ISLAMABAD: Adviser to Prime Minister on National Security and Foreign Affairs Sartaj Aziz on Wednesday informed the Senate that around 1,500 Pakistanis were imprisoned in different jails of the United Arab Emirates (UAE) on minor and major crimes.
Replying to a question, the advisor said they were detained on charges of illegal stay, theft/robbery, fraud/embezzlement, murder and drug related crimes.
He said the Embassy of Pakistan, Abu Dhabi and Consulate General of Pakistan, Dubai had separate community welfare wings which catered to the problems faced by the Pakistani community in the UAE.
The two community welfare attaches kept a constant liaison with the jails authorities in the UAE, he said and added that consular access to the prisoners was regularly obtained to monitor the welfare of Pakistani prisoners and extend the needed facilitation.
The advisor said for deportation/repatriation of the illegal immigrants, the missions issued emergency travel documents after ascertaining the nationality in each case.
He said a bilateral Agreement on Transfer of Sentenced Persons had also come into force between Pakistan and the UAE and modalities for its implementation were being worked out.
Sartaj said at an average, one weekly visit was paid by the community welfare attache (CWA) and his staff to the various jails in Abu Dhabi and Al AiN. During the period 2010 to 2012, around 150 visits were made to the jails by embassy officials, to ensure well being of Pakistanis, he said.
He said Pakistani missions in the UAE provided prompt relief to the temporary detainees. As many as 6,958 emergency passports were issued for repatriation of such detainees in 2010, 5363 in 2011 and 7,287 in 2012, he added.
He said where necessary and admissible under the rules, payments were made for court fee, air tickets for destitute Pakistanis, lawyer fee, etc. On special occasions such as Eid, the missions provided small financial assistance to the Pakistani prisoners via the jail authorities, he added.
The advisor said at an average the Community Welfare Wing arranged five to six telephonic contacts of the prisoners with their families in Pakistan per day. Meetings were also arranged with the families and friends, as and when requested, and permitted under the local laws, he added.
He said the UAE authorities permit a prisoner to maintain only five contacts outside, including his relatives, lawyer and the embassy.
To another question, the advisor informed the House that 112 Pakistani prisoners were awarded various punishments, including death sentence, during 2010-12.
He said the information gathered during the jails visits showed that 11 Pakistani prisoners were awaiting capital punishment on drug trafficking charges and one on robbery. Others were arrested on various charges: forgery of lqama /resident visa, immoral activities, use of hashish and quarreling.
He said the Legal Aid Desk comprising three “legal consultants and one Arabic translator” regularly visited the jails and deportation centers to provide legal aid to the Pakistani prisoners.
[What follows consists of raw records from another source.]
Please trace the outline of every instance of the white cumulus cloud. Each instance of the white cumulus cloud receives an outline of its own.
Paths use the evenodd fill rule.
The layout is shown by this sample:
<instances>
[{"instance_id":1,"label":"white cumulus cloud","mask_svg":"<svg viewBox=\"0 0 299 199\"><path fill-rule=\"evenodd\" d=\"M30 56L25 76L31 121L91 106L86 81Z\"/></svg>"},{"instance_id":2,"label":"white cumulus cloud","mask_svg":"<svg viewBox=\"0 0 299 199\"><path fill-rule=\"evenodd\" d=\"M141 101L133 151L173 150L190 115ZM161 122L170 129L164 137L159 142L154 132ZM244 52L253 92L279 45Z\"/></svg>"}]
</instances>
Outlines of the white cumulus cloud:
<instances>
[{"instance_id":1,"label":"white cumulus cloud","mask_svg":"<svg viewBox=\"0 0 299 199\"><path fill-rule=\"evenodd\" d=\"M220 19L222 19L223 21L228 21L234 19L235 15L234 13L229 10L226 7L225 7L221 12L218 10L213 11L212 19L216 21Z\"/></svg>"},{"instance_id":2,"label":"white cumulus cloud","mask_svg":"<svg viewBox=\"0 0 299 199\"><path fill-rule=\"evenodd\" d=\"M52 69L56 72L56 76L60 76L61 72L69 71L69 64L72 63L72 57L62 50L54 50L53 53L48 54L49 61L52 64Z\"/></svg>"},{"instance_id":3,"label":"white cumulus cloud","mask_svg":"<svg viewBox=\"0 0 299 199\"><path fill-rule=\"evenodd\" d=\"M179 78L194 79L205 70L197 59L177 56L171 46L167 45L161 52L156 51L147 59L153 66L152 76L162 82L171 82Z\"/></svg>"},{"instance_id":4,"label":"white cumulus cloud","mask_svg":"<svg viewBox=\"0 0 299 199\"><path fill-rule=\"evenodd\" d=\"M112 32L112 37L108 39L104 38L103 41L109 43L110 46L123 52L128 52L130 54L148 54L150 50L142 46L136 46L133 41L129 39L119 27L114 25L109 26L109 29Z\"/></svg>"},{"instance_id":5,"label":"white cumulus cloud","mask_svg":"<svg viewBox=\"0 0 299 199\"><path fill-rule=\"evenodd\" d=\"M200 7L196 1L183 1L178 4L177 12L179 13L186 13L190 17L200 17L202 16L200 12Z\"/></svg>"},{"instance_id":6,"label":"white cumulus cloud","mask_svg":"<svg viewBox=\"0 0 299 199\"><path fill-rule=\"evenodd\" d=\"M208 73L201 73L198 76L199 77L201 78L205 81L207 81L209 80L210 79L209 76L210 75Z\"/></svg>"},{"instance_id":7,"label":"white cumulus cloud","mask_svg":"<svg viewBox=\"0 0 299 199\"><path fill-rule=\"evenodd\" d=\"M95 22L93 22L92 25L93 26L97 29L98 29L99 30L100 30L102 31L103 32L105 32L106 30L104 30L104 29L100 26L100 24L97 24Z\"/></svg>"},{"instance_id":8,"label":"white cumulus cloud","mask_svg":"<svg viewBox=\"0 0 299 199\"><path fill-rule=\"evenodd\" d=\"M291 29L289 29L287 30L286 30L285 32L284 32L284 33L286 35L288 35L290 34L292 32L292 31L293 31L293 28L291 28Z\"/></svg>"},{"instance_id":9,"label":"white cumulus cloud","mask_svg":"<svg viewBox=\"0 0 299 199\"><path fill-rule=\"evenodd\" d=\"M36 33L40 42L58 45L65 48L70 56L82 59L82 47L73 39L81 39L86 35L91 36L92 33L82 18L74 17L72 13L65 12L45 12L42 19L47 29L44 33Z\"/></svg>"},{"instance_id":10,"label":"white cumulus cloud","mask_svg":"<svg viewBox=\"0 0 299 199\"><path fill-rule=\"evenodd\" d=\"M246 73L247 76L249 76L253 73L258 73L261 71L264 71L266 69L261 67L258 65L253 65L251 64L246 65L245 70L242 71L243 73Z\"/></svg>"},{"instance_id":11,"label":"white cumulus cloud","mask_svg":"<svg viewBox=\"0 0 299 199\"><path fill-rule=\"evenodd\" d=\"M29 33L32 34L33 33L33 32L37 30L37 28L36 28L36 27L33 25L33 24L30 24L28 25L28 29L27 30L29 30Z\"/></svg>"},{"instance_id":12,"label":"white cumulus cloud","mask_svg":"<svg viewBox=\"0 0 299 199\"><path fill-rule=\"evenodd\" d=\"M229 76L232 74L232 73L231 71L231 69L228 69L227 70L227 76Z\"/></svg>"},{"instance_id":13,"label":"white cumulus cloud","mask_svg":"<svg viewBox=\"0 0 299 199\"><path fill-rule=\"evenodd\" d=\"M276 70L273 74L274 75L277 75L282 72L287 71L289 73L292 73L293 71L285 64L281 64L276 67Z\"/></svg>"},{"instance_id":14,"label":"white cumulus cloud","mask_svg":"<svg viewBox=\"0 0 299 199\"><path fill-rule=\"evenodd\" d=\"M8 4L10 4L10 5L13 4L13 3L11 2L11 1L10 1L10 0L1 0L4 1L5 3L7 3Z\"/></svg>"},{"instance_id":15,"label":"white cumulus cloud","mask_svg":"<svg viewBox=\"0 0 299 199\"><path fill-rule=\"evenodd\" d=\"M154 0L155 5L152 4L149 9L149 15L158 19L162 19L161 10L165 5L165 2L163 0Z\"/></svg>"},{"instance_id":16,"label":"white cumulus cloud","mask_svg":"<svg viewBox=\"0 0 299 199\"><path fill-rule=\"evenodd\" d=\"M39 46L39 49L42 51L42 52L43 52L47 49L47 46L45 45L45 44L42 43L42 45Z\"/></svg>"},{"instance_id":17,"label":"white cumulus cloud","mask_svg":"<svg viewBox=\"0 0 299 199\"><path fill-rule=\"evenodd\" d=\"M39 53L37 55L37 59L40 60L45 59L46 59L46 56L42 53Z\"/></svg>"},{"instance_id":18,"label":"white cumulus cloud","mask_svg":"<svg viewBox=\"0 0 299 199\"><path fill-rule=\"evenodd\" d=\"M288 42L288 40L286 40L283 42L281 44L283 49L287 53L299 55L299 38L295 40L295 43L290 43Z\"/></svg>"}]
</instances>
Emergency passports were also issued to those Pakistani prisoners who were without any valid travel documents, enabling their repatriation to Pakistan, he said.
The advisor said Saudi authorities were approached for waiving off fines or payment of the fines by their Bait ul Maal.
Efforts were also made for release of the Pakistani prisoners, charged with petty offences, under the Royal Amnesty given during the holy month of Ramadan, he added.
He said amounts of Rs. 7,561,422.00 and Rs. 3,777,488.00 were paid during 2011-12 and 2012-13 to Saudi authorities in lieu of the fines to release Pakistani detainees.